YÖK üyesi Prof. Dr. Halis Ayhan, “Kurul ihtiyaçlara uygun hızlı ve zamanında çözümler üretemiyor. Çalışma tarzının getirdiği zorluklar vardır. Enerjisini, yetkisini ağırlıklı olarak yerinde kullanmadığı tesbitini katılıyorum” dedi.
Bakanlar Kurulunun teklifi ve Cumhurbaşkanı onayıyla bir buçuk yıl önce bu göreve getirilen Marmara Üniversitesi İlahiyat Fakültesi Öğretim Üyesi Prof. Dr. Halis Ayhan, İmam-Hatip Liseleri Mezunları ve Mensupları Derneği (ÖNDER)’in yayın organı Tohum dergisi muhabiri Adem Demir’e yaptığı açıklamada, YÖK’ün icraatlarını içerden bir isim olarak değerlendirdi.

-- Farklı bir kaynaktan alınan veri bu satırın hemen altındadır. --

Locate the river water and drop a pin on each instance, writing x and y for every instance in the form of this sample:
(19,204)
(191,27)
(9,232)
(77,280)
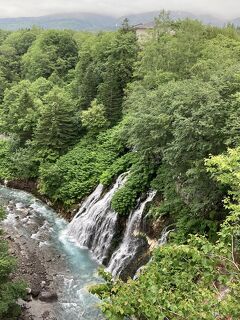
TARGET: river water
(70,268)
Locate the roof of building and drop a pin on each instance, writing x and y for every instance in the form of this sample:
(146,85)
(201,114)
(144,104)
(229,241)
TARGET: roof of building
(149,25)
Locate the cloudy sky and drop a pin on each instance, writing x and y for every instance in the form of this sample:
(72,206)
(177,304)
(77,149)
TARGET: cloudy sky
(17,8)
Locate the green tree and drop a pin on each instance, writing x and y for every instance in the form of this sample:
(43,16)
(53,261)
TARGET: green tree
(57,127)
(94,119)
(53,51)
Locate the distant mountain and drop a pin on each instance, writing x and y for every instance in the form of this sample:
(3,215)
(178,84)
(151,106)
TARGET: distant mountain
(149,16)
(75,21)
(96,22)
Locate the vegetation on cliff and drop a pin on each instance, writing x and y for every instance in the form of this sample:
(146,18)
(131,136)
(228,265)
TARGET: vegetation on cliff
(78,109)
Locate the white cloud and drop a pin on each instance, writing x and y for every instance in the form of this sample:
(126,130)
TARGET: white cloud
(14,8)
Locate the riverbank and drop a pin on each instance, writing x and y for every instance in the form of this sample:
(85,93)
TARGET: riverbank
(32,267)
(57,272)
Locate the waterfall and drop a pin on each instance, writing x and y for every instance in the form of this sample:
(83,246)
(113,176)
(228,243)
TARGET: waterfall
(130,245)
(95,223)
(163,239)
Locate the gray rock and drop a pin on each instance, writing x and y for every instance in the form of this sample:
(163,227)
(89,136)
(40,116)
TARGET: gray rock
(35,292)
(48,296)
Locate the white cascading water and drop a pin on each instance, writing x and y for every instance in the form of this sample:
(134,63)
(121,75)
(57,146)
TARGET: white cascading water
(127,250)
(95,223)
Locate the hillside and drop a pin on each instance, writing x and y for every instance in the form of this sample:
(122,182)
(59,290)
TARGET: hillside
(95,22)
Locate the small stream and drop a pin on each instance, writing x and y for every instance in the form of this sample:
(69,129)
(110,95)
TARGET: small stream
(70,268)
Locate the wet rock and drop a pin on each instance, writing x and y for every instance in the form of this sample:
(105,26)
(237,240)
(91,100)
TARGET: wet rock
(35,292)
(28,298)
(28,290)
(48,296)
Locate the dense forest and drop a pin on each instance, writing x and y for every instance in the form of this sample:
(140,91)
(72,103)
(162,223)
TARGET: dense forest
(78,108)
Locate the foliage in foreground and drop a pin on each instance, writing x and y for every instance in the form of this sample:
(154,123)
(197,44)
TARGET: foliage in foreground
(197,280)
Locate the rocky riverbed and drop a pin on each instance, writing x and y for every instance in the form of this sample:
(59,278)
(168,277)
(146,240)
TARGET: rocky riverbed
(56,271)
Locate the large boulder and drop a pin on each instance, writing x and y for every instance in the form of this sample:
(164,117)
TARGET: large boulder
(48,296)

YÖK’ün, Anayasa’nın 130 ve 131. maddeleri ile 2547 sayılı Yükseköğretim Kanununun ilgili maddelerine göre oluşan, Anayasal bir kurum olduğuna dikkat çeken Prof. Dr. Halis Ayhan, kurul’un 7’si Bakanlar Kurulu’nun seçtiği, Cumhurbaşkanının atayıp onayladığı, 7’si üniversitelerin kendi aralarında seçtiği, 7 üye de Cumhurbaşkanı’nın res’en atadığı üyelerden oluştuğunu söyledi. Kurul başkanını cumhurbaşkanı doğrudan dört yıl için atandığını hatırlatan Prof. Dr. Ayhan, şöyle devam etti: “24 yıllık geçmişi olan bu kurumun Türk yüksek öğretimine birçok olumlu, kalıcı katkıları olmakla beraber merkezi sistemin başa getirdiği kişilerden kaynaklanan bir takım sıkıntılar meydana gelmiştir. YÖK’ün yapısından kaynaklanan bazı sorunlar da olmuştur. Kurum, üniversitelerin ve fakültelerin ihtiyaçlarını zamanında gidermeyi ve gelişmeyi sağlama noktasında aksaklıklara da yol açmıştır. Türk yüksek öğretiminin büyüklüğünden dolayı, işlerin hızlı bir şekilde yerine getirilmesine YÖK yetmiyor. Yükseköğretimin istekleri, problemleri her geçen gün nitelik ve nicelik bakımından daha karmaşık bir hale geliyor. Dolayısıyla ihtiyaçlara uygun hızlı ve zamanında çözümler üretmekte zorlanılıyor.”
BİLGİ KİRLENMESİ VE KARARMASI VAR
Prof. Dr. Halis Ayhan, yaklaşık 1.5 yıldır YÖK toplantılarına katıldığını kendi uzmanlık alanı, olan "din eğitimi" konusunda kurula görüşlerini aktardığını belirterek, YÖK’e özellikle orta ve yükseköğretimdeki din eğitiminde bilgi kirlenmesi ve bilgi kararması konusunda yaşanan sıkıntıları ilettiğini ifade etti.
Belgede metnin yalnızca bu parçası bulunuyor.